My research focuses on the development of models and efficient algorithms for mining, integrating and comparing systems-level, large, complex and heterogeneous networked data. I am applying these methods on molecular and clinical data to yield new insight into problems related to human health, and on world trade data for tracking the dynamics of economic systems.
We are flooded with large scale omics data that each represents a partial view on the molecular functioning of the cell. In order to gain novel knowledge, these datasets should be mined collectively rather than in isolation from each others.
We first applied data integration in the context of multiple network alignments, to derive novel protein similarity scores for guiding the node mapping processes [J9].
Recently, we applied data integration on cancer-patient data, yielding new insight into ovarian cancer disease based on modern, systems-level molecular data. These insights include stratification of cancer patients into clinically relevant sub-groups, identification of genes responsible of the onset and the progression of cancer, and proposing drug re-purposing opportunities for personalized patient therapies [C9].
In the cell, molecules (e.g., proteins) do not act in isolation but rather interact with other molecules in order to perform their functions. The same holds in other fields that studies interacting objects, such as in economics, where countries trade with each others.
We developed tools to characterized the wirring patterns of nodes in undirected networks and to relates those wirring patterns to their domain specific annotations. These allow us to discover patterns in the dynamics of the World Trade Network that are indicators of wealth, poverty and economic crises [J6].

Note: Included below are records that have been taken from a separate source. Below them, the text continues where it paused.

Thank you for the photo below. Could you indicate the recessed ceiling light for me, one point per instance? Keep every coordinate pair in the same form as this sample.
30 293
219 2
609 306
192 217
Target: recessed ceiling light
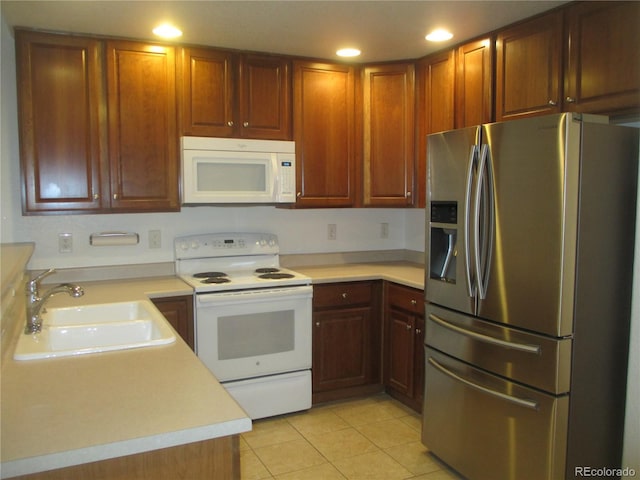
167 31
348 52
439 35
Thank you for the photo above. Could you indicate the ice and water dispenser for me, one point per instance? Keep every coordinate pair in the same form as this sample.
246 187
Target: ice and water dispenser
444 236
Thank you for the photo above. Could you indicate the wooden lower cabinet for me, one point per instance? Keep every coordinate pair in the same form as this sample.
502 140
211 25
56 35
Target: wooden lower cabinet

We furthered these methods to discover biological functions that are performed through conserved patterns of protein interactions across species [J7].
Recently, we extended these methods to study directed networks [J13].
Comparing biological networks is key to find evolutionary relationships between species, or for transferring annotations across the networks of different species. Since network comparison is computationally intractable, robust and efficient heuristic algorithms are needed.
We first proposed pairwise [J8] and multiple [J9] global network alignment methods.
Since all global network aligners are heuristics, they provide diverging answers to the alignment problem. Recently, we investigated how these aligners could be used in combination in order to better mine biological networks [J15].
Analysing and comparing structures of proteins, in isolation or in complexes, is key for predicting their functions. Such predictions allows bridging the increasing gap between captured proteins and available annotations.
We first proposed methods for comparing the 3D structures of isolated proteins [J1, J2, J5].
Since protein structure comparison approaches are heuristics, they provide diverging answers to the comparison problem. Thus, we proposed a web server to comprehensively comparing the protein structure alignments produced by different methods [J3].
Moreover, since protein does not act in isolation but bind with other molecules (ligands), we developed topological and geometrical descriptors of protein binding interfaces that allow predicting the protein-ligand binding affinity [J4]. This is of first importance when developing new drugs, which should have higher affinities with their target proteins than the natural ligands.